A global look at consumer trust in hospitals and pharmaceutical companies with personal data

Graeme BruceBusiness Data Journalist
April 28, 2021, 4:24 PM UTC

 Survey of 17 countries shows that, across the globe, fewer than half of the public trust hospitals with their personal data 

The coronavirus pandemic has brought the importance of the health sector into sharp focus. Healthcare workers around the world continue to battle to reduce casualties, while pharmaceutical companies have stepped up to provide the ammunition necessary to suppress the virus. Public opinions of the health sector have improved as a result, but has this influenced the general public’s trust in the sector when dealing with personal data? 

International YouGov data shows that globally, just under half (44%) of people are comfortable entrusting their personal details to hospitals. People in Sweden (57%), Germany (55%) and Poland (55%) are the most trusting, while trust is low among those in China (35%), Mexico (33%), and India (30%). 

People are paying more attention to pharmaceutical companies and drug development than perhaps ever before. However, despite significant vaccine successes, trust in pharmaceutical companies in handling personal information does not appear to have increased as a result of the large-scale trials taking place around the globe. 

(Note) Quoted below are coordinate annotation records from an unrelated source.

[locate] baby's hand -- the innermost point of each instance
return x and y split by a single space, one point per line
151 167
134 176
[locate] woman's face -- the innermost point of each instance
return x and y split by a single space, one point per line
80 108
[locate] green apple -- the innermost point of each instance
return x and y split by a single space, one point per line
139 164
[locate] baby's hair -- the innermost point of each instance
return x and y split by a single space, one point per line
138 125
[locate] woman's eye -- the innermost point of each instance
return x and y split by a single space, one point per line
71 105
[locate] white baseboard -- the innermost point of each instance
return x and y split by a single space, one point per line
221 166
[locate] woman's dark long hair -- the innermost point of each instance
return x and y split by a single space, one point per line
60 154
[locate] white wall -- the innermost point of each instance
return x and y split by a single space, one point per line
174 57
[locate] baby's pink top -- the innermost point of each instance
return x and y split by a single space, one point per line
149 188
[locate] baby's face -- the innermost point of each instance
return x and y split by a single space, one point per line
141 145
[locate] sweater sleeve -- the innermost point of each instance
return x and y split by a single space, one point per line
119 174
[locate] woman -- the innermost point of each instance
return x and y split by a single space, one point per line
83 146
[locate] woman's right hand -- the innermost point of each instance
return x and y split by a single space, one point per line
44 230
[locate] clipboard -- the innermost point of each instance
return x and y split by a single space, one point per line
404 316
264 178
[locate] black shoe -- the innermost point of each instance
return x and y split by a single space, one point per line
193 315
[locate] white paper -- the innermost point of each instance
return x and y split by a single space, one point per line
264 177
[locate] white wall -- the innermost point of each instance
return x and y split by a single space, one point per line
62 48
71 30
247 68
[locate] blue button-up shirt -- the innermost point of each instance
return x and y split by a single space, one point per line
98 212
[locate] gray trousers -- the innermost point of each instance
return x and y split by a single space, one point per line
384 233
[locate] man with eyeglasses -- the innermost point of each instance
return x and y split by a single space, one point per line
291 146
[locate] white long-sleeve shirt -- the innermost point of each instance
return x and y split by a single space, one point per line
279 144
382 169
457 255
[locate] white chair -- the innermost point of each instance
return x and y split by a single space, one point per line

Swedes (24%) are again the most trusting, closely followed by Mexicans (21%) and Danes (20%). However, Germans (8%) are significantly more sceptical of pharmaceutical companies, while residents of China (7%) and Hong Kong (6%) are also reluctant to hand over personal information. 

In the survey which asked about trust in nine separate business sectors, hospitals came in second place and pharmaceutical companies came in fifth. 

Methodology: 

The data is based on the interviews of adults aged 18 and over in 17 markets with sample sizes varying between 505 to 2,251 for each market. All interviews were conducted online in February 2021. Data from each market uses a nationally representative sample apart from Mexico and India, which use urban representative samples, and Indonesia and Hong Kong, which use online representative samples.